Multiple sclerosis (MS) is a central nervous system (CNS) disorder, which is mediated by an abnormal immune response coordinated by T and B cells resulting in areas of inflammation, demyelination, and axonal loss. Disease-modifying treatments (DMTs) are available to dampen the inflammatory aggression but are ineffective in many patients. Autologous hematopoietic stem cell transplantation (HSCT) has been used as treatment in patients with a highly active disease, achieving a long-term clinical remission in most. The rationale of the intervention is to eradicate inflammatory autoreactive cells with lympho-ablative regimens and restore immune tolerance. Immunological studies have demonstrated that autologous HSCT induces a renewal of TCR repertoires, resurgence of immune regulatory cells, and depletion of proinflammatory T cell subsets, suggesting a "resetting" of immunological memory. Although our understanding of the clinical and immunological effects of autologous HSCT has progressed, further work is required to characterize the mechanisms that underlie treatment efficacy. Considering that memory B cells are disease-promoting and stem-like T cells are multipotent progenitors involved in self-regeneration of central and effector memory cells, investigating the reconstitution of B cell compartment and stem and effector subsets of immunological memory following autologous HSCT could elucidate those mechanisms. Since all subjects need to be optimally protected from vaccine-preventable diseases (including COVID-19), there is a need to ensure that vaccination in subjects undergoing HSCT is effective and safe. Additionally, the study of vaccination in HSCT-treated subjects as a means of evaluating immune responses could further distinguish broad immunosuppression from immune resetting.
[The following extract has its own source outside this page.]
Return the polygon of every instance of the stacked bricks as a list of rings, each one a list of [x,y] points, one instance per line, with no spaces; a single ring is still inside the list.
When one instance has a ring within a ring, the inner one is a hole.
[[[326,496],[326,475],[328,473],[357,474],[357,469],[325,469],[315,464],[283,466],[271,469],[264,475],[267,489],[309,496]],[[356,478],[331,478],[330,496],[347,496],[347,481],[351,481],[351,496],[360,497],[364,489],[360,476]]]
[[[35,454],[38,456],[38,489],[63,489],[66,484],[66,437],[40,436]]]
多发性硬化症(MS)是一种中枢神经系统(CNS)疾病,由 T 和 B 细胞协调的异常免疫反应介导,导致炎症、脱髓鞘和轴突丢失。目前有多种疾病修正治疗(DMT)药物可用于抑制炎症侵袭,但在许多患者中无效。自体造血干细胞移植(HSCT)已被用于治疗高度活跃的疾病患者,大多数患者可获得长期临床缓解。干预的基本原理是用淋巴清除方案根除炎症自身反应性细胞,并恢复免疫耐受。免疫研究表明,自体 HSCT 可引起 TCR 库的更新、免疫调节细胞的复苏和促炎 T 细胞亚群的耗竭,提示免疫记忆的“重置”。尽管我们对自体 HSCT 的临床和免疫学效应的理解已经取得进展,但仍需要进一步研究以确定治疗效果的机制。考虑到记忆 B 细胞是促进疾病的,而干细胞样 T 细胞是涉及中枢和效应记忆细胞自我再生的多能祖细胞,研究自体 HSCT 后 B 细胞区室以及免疫记忆的干细胞和效应亚群的重建,可以阐明这些机制。由于所有患者都需要得到最佳的疫苗预防疾病(包括 COVID-19)的保护,因此需要确保正在接受 HSCT 的患者的疫苗接种是有效和安全的。此外,研究 HSCT 治疗患者的疫苗接种作为评估免疫反应的一种手段,可以进一步区分广泛的免疫抑制与免疫重置。